Computer forensic firm, East African Data Handlers, retrieved communication from Mr Satchu’s phone showing he had prior knowledge of the deal and used the information to trade on Kenol shares ahead of market announcement.
Insider trading is deemed to have occurred where a person in possession of privileged information which is material, price sensitive and non-public information either trades in securities relying on the information, discloses the same to another person who trades based on the information or encourages someone else to trade relying on the same information for gain or to avoid a loss.
The CMA announcement came as French energy firm Rubis Energie started making payments to KenolKobil shareholders who have accepted its buyout offer, moving the firm nearer to closing the deal and delisting from the Nairobi Securities Exchange.
Rubis announced on Friday that shareholders owning 1.145 billion shares in the oil marketer — equivalent to 96.85 percent of the units not already held by the French firm — had agreed to sell their stock at Sh23 a share.
Some shareholders said they had already started receiving their payments yesterday, primarily those who indicated they wished to be paid through a direct mobile money or bank transfer.
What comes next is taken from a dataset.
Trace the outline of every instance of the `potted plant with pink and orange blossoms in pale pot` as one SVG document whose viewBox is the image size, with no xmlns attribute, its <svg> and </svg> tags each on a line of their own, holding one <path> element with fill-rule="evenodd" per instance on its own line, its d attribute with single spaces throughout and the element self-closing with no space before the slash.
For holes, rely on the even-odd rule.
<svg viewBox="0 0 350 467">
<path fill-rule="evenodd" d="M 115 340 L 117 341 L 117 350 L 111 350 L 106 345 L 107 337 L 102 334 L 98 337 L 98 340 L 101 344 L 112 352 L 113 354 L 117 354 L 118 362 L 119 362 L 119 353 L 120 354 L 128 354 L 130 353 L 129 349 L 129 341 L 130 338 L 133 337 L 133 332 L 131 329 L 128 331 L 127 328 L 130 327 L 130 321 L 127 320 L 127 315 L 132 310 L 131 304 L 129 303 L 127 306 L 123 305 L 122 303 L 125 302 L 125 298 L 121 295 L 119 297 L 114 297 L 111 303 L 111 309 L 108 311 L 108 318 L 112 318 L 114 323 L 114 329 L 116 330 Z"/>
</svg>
In making the payments, Rubis will also be allowed to move the shares to its account through a private transfer.
The French company will pay shareholders who have taken up the offer a total of Sh26.35 billion, while the balance of 37.2 million shares that will be acquired compulsorily will earn the holders Sh855.8 million.
KenolKobil has 1.55 billion issued shares, where Rubis already holds 367.8 million (a 24.99 percent stake) which it bought from Wells Petroleum at Sh15.30 per share or Sh5.6 billion in total in October 2018 in order to lay the ground for the takeover.
Wells Petroleum, which is linked to the late former cabinet minister Nicholas Biwott, stands to make as extra Sh7.70 per share or a total of Sh2.8 billion under the sale terms, which stipulated that Rubis would make good the difference between the selling price of Sh15.30 and the offer price of Sh23 once the buyout was complete.